Bravery, or andreia, as it was used in Aristotle's time, had the root meaning of manly. Bravery was a show of one's devotion to his city, and it was seen as the ultimate display of a man's virtue. Bravery is more complex than some of the other virtues, because it involves the feelings of fear and confidence, which require correct training. It is concerned with the art of mastering one's feelings in the face of danger. With this being the definition of bravery, we could argue that Aristotle would not have counted spirited individuals as exhibiting the virtue bravery. By spirited individuals, we are referring to those who are naturally confident when confronted by danger, and act on their feelings and impulses instead of acting on what is fine.
Aristotle thought that brave people acted on what is fine and not just on his impulses and feelings. (1117a 5) He thought that the spirit would cooperate with the brave man if he was acting on what is fine.
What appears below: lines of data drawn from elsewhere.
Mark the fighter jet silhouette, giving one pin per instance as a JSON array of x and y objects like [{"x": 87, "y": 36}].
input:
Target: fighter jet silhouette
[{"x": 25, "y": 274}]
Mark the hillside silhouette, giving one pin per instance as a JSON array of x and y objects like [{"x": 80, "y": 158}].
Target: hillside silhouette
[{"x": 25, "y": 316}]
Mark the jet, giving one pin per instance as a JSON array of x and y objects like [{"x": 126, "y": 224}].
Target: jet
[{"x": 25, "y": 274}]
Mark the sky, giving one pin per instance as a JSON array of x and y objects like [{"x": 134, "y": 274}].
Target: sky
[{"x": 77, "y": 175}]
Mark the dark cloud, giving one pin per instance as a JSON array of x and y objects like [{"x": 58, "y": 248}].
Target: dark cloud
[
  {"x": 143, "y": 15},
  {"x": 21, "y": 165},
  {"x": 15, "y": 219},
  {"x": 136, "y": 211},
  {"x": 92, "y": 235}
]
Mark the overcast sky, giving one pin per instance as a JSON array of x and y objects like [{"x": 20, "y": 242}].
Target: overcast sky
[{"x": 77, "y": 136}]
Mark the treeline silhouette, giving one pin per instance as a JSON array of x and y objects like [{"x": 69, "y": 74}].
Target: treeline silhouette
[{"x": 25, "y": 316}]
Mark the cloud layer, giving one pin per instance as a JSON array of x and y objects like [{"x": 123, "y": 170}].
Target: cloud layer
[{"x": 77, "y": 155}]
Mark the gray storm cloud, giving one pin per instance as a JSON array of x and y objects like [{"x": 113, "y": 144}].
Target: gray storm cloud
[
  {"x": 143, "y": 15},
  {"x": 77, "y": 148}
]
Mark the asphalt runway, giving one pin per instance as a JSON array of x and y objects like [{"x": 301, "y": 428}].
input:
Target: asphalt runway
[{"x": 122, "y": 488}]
Aristotle likened the spirited man's reaction to danger to that of a beast. Beasts act because they have been wounded or frightened and not because of a reasoned response. (1116a 33) Hence, we could say that they act on instinct alone, instead of reason. In contrast, a brave person follows what reason stipulates and stands firm against the right things and fears the right things. (1115b 17-18) This is different from the beast because the beast will not think about whether what he is doing what is fine or rational.
Aristotle believed that an excessively fearless person would have to be some sort of madman and an absence of fear is not necessarily bravery. (1115b 28) This implies that it is proper to have some degree of fear in certain situations.